* [Tarantool-patches] [PATCH 1/2] test: fix flaky qsync_snapshots.test.lua again
2020-07-22 23:57 [Tarantool-patches] [PATCH 0/2] Qsync flaky tests, next iteration Vladislav Shpilevoy
@ 2020-07-22 23:57 ` Vladislav Shpilevoy
2020-07-22 23:57 ` [Tarantool-patches] [PATCH 2/2] test: fix flaky qsync_with_anon.test.lua again Vladislav Shpilevoy
2020-07-28 8:09 ` [Tarantool-patches] [PATCH 0/2] Qsync flaky tests, next iteration Alexander V. Tikhonov
2 siblings, 0 replies; 7+ messages in thread
From: Vladislav Shpilevoy @ 2020-07-22 23:57 UTC (permalink / raw)

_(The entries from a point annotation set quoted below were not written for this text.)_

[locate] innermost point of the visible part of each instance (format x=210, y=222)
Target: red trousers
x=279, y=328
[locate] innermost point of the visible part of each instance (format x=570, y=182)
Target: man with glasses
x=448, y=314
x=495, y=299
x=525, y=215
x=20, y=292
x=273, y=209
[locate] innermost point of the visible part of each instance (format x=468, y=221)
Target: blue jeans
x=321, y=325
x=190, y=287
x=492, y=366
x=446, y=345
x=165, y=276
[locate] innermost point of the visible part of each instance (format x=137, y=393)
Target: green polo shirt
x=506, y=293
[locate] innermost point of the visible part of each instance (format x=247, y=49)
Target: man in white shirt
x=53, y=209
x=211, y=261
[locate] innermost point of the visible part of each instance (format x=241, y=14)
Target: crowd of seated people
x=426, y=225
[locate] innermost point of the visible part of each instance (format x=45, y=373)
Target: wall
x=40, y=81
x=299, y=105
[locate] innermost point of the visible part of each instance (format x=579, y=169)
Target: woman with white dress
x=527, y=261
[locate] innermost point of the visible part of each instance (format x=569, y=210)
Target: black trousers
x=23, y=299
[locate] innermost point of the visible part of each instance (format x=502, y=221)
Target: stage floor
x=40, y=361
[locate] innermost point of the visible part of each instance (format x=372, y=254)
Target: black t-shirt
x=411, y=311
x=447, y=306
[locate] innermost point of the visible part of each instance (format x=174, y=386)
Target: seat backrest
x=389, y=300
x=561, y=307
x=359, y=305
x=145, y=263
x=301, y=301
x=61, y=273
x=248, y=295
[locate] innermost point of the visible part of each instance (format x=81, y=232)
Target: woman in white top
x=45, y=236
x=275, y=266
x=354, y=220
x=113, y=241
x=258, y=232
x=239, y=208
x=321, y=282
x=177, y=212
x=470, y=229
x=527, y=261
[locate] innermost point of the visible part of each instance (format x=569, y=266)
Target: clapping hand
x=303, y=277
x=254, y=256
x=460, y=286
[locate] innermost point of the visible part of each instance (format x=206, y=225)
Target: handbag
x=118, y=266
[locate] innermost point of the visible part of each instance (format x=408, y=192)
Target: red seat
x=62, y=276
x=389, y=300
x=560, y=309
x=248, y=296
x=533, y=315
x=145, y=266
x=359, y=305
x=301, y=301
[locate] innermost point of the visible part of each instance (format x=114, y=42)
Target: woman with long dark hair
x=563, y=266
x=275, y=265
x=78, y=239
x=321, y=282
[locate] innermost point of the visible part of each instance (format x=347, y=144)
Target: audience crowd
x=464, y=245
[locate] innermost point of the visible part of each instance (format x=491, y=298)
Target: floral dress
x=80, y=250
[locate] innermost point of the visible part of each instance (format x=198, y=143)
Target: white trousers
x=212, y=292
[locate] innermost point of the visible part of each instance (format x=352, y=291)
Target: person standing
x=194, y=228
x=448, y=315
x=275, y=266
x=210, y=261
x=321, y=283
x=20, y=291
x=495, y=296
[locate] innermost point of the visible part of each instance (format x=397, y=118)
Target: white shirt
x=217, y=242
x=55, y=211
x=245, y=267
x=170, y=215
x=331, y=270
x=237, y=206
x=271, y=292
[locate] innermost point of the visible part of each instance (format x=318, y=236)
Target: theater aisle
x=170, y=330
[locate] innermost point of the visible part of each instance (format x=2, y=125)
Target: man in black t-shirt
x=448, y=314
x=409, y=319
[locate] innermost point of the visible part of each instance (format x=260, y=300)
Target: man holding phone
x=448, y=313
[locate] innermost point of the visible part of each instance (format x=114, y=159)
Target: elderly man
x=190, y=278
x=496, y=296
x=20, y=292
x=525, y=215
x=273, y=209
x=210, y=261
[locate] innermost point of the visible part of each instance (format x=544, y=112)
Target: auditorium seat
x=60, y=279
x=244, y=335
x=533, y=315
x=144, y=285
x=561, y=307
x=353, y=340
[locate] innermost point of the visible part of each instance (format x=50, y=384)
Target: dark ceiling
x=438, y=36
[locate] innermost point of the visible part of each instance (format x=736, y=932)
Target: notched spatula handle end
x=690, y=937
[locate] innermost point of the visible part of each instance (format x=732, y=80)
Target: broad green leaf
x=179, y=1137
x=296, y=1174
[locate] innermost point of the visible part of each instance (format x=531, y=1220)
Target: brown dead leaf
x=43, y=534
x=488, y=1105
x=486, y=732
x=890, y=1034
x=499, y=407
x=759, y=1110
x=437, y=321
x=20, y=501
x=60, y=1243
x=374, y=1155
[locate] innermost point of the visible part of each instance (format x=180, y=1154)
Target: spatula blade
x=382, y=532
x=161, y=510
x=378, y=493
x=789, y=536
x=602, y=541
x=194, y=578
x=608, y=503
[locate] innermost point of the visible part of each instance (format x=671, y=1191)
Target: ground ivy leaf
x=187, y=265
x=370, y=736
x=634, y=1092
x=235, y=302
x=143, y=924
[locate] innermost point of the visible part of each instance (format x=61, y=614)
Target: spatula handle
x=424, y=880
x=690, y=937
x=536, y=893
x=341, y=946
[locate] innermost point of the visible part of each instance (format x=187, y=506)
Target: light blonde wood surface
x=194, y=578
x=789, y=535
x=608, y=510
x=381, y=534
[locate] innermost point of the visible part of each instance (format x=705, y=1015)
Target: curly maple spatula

To: tarantool-patches, avtikhon
One of the test cases started a sync transaction on master,
switched to replica, and tried to do some actions assuming that
the latest master data has arrived here.
But in fact the replica could be far behind the master. It could
still contain data from the previous test case. That led to a
bug, when it looked like if the replica had some data committed
on it, but not committed on master - this was just data from the
previous test case.
The issue is solved by flushing master's state to replica via
making a successful sync transaction.
Closes #5167
---
test/replication/qsync_snapshots.result | 8 +++++++-
test/replication/qsync_snapshots.test.lua | 4 +++-
2 files changed, 10 insertions(+), 2 deletions(-)
diff --git a/test/replication/qsync_snapshots.result b/test/replication/qsync_snapshots.result
index 782ffd482..cafdd63c8 100644
--- a/test/replication/qsync_snapshots.result
+++ b/test/replication/qsync_snapshots.result
@@ -176,8 +176,14 @@ _ = box.schema.space.create('sync', {is_sync=true, engine=engine})
_ = box.space.sync:create_index('pk')
| ---
| ...
+-- Write something to flush the current master's state to replica.
+_ = box.space.sync:insert{1}
+ | ---
+ | ...
+_ = box.space.sync:delete{1}
+ | ---
+ | ...
--- Testcase body.
test_run:switch('default')
| ---
| - true
diff --git a/test/replication/qsync_snapshots.test.lua b/test/replication/qsync_snapshots.test.lua
index 979f04d5f..590610974 100644
--- a/test/replication/qsync_snapshots.test.lua
+++ b/test/replication/qsync_snapshots.test.lua
@@ -85,8 +85,10 @@ test_run:switch('default')
box.cfg{replication_synchro_quorum=NUM_INSTANCES, replication_synchro_timeout=1000}
_ = box.schema.space.create('sync', {is_sync=true, engine=engine})
_ = box.space.sync:create_index('pk')
+-- Write something to flush the current master's state to replica.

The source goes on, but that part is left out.